Whole wheat apple spice mini muffins are a healthy, tasty treat, and the perfect size for little toddler mouths!
It's been a crazy couple of weeks. Going back to work, Ice Cream Week, getting back into a fitness routine ... I haven't had much time to bake, so Snack Share Wednesday has either been cut-up fruit, or something store-bought.
Things are starting to slow down again, so I'm finally getting back into the kitchen. The "summer session" of daycare is winding down, and transitions to new classrooms are beginning. Liam is moving up the "transitional preschool" room. He'll be 3 years old in just a couple of months! This age is both amazing and REALLY frustrating.
But more on Liam in another post. Today's healthy snack is whole wheat apple spice mini muffins. When searching for a recipe, I mistakenly thought these were dairy-free, but for some reason, nothing clicked in my brain that said, "Duh! Yogurt is dairy!" until I was measuring out the ingredients.

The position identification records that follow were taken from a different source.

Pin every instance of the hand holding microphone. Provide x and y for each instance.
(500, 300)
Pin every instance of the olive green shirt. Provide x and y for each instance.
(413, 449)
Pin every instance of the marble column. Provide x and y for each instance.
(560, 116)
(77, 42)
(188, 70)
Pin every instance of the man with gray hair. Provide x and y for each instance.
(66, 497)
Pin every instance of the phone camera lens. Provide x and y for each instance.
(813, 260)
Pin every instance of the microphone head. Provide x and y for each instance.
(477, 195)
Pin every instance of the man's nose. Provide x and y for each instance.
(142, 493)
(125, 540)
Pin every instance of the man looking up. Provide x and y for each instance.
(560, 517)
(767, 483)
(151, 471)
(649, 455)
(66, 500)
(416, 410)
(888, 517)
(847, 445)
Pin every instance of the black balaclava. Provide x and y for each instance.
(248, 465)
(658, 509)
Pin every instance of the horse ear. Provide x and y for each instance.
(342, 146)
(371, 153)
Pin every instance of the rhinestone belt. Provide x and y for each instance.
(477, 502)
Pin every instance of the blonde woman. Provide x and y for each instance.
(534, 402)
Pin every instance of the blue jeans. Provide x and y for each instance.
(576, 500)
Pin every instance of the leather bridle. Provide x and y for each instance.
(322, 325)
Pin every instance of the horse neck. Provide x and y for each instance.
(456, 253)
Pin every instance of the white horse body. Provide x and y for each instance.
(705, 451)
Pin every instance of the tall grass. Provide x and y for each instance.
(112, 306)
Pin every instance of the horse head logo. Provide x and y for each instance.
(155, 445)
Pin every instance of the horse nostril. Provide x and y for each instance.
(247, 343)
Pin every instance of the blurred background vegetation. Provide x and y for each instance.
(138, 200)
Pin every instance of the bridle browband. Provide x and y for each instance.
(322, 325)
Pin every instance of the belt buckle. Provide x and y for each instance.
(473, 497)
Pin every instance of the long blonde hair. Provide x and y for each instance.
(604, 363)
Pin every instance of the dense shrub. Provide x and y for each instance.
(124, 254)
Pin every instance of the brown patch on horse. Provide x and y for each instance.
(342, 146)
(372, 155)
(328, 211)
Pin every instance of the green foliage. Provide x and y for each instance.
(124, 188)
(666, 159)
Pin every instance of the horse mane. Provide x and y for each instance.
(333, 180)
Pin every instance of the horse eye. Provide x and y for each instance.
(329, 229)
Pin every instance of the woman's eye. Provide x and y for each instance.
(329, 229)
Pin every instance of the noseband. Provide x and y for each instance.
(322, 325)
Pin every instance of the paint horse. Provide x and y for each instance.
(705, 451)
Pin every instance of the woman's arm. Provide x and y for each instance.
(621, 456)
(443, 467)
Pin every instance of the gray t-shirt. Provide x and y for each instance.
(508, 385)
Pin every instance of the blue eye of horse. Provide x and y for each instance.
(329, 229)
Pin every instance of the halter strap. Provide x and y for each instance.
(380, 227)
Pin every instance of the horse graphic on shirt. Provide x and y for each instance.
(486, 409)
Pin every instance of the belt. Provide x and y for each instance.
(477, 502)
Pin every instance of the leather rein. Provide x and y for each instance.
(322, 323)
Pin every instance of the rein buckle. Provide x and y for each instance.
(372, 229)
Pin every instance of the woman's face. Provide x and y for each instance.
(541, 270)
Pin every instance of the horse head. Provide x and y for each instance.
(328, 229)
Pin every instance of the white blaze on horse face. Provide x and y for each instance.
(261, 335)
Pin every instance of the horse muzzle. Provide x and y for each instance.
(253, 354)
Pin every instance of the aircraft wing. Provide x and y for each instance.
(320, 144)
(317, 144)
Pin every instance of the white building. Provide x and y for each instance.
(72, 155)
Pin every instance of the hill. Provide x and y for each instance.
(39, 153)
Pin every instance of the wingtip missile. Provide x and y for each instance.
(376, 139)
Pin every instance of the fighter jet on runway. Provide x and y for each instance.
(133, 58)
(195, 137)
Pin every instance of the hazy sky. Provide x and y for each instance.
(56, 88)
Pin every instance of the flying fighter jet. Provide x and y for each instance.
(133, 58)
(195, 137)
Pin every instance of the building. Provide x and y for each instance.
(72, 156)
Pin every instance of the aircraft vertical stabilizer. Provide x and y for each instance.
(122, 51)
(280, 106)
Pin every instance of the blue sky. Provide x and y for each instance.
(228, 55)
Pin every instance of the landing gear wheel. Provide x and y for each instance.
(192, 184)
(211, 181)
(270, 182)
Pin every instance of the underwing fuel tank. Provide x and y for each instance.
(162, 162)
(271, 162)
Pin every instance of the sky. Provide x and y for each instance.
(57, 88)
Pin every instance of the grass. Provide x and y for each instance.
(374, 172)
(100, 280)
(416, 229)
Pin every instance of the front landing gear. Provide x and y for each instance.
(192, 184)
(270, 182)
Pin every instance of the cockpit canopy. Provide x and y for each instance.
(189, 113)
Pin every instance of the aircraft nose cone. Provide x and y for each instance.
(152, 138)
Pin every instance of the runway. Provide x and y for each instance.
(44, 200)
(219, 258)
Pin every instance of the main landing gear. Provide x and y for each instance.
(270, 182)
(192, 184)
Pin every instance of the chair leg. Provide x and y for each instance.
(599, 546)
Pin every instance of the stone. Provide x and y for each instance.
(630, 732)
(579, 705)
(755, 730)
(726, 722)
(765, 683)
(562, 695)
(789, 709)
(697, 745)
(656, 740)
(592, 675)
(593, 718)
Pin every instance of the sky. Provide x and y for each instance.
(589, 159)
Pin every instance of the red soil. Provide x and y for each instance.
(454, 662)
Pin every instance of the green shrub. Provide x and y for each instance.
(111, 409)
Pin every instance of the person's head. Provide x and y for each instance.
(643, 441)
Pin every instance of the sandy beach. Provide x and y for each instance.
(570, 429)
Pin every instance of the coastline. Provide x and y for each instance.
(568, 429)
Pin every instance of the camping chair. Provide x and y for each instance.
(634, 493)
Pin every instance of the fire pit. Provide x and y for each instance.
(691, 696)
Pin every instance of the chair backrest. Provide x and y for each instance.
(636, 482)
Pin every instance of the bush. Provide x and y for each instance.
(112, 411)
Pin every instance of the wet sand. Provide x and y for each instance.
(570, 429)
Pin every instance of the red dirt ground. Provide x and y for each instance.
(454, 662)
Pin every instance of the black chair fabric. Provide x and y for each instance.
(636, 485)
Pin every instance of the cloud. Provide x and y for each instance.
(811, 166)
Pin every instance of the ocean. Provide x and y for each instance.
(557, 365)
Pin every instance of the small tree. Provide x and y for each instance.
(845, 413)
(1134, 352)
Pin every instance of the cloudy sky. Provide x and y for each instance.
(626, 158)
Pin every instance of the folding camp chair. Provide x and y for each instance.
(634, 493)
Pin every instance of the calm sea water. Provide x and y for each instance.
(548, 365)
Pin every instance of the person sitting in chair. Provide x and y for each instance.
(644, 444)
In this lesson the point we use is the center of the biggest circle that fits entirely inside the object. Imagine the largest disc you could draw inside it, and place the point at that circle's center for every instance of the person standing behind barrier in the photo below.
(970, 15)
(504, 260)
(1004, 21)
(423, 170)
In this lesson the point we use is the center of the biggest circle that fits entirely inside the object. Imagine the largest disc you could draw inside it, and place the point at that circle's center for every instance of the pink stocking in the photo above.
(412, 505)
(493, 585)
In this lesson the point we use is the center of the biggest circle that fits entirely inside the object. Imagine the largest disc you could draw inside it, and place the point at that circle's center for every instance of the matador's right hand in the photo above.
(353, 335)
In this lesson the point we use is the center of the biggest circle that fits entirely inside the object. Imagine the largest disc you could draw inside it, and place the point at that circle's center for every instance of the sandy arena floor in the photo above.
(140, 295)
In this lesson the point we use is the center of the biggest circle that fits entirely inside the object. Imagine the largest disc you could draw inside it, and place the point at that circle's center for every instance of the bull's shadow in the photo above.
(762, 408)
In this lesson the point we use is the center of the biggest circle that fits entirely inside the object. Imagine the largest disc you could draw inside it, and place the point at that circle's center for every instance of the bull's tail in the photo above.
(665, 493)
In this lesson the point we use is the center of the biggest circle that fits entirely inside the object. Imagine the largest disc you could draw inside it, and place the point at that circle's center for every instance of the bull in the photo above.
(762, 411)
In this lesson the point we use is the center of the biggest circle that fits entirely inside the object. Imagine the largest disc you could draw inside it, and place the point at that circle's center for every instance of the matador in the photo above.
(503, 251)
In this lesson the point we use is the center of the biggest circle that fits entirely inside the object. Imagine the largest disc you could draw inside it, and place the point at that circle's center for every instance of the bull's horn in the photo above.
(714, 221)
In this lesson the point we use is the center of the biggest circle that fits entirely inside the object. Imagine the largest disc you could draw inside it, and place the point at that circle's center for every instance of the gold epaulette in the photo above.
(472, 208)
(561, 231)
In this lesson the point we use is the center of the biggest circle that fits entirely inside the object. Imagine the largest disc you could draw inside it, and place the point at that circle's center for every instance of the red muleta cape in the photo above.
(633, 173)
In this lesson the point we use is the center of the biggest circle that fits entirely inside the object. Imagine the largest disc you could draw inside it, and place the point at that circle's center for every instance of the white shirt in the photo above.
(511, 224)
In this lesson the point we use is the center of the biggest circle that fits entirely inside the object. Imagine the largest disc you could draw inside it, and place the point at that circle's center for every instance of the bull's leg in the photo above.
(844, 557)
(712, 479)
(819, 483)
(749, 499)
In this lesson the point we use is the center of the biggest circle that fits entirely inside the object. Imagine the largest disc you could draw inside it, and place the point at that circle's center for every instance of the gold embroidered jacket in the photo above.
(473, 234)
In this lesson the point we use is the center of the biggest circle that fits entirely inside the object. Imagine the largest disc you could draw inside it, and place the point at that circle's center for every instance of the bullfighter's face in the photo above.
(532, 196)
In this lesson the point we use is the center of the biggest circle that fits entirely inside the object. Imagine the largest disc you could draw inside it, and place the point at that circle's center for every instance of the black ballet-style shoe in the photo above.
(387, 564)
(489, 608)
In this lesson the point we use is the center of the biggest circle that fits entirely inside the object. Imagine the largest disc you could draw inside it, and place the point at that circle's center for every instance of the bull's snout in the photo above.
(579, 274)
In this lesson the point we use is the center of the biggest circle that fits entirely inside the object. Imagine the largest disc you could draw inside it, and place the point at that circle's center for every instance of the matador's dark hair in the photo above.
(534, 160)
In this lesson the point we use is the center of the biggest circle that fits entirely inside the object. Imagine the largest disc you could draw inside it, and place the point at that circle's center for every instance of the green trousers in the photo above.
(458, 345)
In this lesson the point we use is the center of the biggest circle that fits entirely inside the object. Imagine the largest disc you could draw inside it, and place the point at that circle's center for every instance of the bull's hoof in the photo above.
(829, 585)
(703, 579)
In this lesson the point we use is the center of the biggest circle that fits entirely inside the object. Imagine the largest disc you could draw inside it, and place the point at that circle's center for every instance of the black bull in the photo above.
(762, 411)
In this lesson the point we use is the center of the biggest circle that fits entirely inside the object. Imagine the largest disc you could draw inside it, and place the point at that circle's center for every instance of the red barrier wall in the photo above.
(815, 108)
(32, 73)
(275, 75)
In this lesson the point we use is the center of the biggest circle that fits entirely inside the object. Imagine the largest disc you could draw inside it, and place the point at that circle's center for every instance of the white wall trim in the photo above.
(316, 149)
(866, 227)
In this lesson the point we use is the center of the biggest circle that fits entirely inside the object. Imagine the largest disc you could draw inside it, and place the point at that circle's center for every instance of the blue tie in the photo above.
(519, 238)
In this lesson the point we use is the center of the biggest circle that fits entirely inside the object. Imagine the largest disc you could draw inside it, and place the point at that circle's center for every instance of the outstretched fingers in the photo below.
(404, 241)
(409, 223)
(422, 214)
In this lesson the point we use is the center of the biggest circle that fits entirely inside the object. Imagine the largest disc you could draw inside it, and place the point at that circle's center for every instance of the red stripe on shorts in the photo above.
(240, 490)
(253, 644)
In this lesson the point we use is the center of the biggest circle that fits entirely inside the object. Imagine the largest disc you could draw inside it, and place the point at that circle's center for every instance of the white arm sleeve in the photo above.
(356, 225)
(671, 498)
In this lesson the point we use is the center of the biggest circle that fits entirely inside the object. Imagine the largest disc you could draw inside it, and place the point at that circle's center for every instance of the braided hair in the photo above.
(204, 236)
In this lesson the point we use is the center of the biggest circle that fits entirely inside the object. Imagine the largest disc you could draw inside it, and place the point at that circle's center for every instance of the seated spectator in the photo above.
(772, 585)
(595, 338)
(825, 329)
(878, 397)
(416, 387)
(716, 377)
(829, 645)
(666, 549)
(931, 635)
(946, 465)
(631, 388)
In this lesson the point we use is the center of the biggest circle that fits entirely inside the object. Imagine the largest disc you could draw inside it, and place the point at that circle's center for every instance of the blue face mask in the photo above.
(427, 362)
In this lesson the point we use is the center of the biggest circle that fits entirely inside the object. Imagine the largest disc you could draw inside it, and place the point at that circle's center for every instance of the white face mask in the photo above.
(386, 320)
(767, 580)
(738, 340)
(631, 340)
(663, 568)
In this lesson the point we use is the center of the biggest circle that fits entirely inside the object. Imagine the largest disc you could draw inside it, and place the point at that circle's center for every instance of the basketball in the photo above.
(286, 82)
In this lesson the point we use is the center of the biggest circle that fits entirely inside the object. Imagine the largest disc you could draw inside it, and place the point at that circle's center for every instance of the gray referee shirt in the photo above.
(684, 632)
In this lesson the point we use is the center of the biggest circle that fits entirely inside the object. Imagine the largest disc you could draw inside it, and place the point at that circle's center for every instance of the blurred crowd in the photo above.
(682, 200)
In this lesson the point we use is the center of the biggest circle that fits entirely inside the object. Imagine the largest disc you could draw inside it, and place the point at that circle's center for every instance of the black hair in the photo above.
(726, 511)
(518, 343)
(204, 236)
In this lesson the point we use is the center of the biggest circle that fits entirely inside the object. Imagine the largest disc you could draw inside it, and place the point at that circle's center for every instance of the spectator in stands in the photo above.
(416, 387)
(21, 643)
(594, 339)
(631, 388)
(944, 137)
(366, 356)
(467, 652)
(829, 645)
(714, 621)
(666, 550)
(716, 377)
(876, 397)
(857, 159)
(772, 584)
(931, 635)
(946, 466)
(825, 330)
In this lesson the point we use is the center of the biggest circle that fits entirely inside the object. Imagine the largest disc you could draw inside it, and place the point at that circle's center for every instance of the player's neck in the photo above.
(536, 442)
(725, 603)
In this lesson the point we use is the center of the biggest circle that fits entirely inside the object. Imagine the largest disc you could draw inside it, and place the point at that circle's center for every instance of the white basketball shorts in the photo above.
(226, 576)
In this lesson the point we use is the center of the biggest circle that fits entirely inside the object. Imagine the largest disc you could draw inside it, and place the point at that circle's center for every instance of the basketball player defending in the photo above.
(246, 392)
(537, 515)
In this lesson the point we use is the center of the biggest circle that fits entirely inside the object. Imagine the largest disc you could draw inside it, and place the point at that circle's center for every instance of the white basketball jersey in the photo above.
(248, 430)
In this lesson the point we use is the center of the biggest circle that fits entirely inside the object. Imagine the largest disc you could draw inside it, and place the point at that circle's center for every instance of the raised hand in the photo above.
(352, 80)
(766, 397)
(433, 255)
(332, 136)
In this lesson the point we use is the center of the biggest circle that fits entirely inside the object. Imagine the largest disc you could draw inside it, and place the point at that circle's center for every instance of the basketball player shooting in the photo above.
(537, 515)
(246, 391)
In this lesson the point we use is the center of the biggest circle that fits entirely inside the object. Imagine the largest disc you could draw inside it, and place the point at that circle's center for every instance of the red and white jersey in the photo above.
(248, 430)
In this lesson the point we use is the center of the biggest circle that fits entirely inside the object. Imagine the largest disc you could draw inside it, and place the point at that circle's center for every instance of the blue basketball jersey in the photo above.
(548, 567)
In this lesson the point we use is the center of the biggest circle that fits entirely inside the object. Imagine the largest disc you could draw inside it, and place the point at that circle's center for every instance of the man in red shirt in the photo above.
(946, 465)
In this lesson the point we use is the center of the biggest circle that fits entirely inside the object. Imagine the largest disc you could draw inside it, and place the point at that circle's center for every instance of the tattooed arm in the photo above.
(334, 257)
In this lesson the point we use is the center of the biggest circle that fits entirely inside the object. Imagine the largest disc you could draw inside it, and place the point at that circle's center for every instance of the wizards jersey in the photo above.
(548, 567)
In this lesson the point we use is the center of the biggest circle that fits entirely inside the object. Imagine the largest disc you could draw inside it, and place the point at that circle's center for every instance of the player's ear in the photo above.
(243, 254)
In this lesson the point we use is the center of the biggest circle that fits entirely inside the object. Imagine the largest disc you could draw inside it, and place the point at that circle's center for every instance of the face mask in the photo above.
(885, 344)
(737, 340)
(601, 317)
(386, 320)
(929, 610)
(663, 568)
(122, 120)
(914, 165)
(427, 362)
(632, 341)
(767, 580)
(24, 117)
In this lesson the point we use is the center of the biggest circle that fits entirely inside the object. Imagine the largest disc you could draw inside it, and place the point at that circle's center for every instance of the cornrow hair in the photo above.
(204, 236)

There are dairy-free yogurt options (ones made with coconut milk, or almond milk), so theoretically, you could substitute those for the Greek yogurt in this recipe. I say theoretically because I have not used these products myself, and I don't know how well they work in baked goods.
These little muffins come out so tender, moist, and flavorful. I let Liam taste one before sending the whole bag into daycare, and he loved it! Because they are so moist, they will spoil quickly if left out at room temperature, so I suggest freezing them, and defrosting muffins as needed.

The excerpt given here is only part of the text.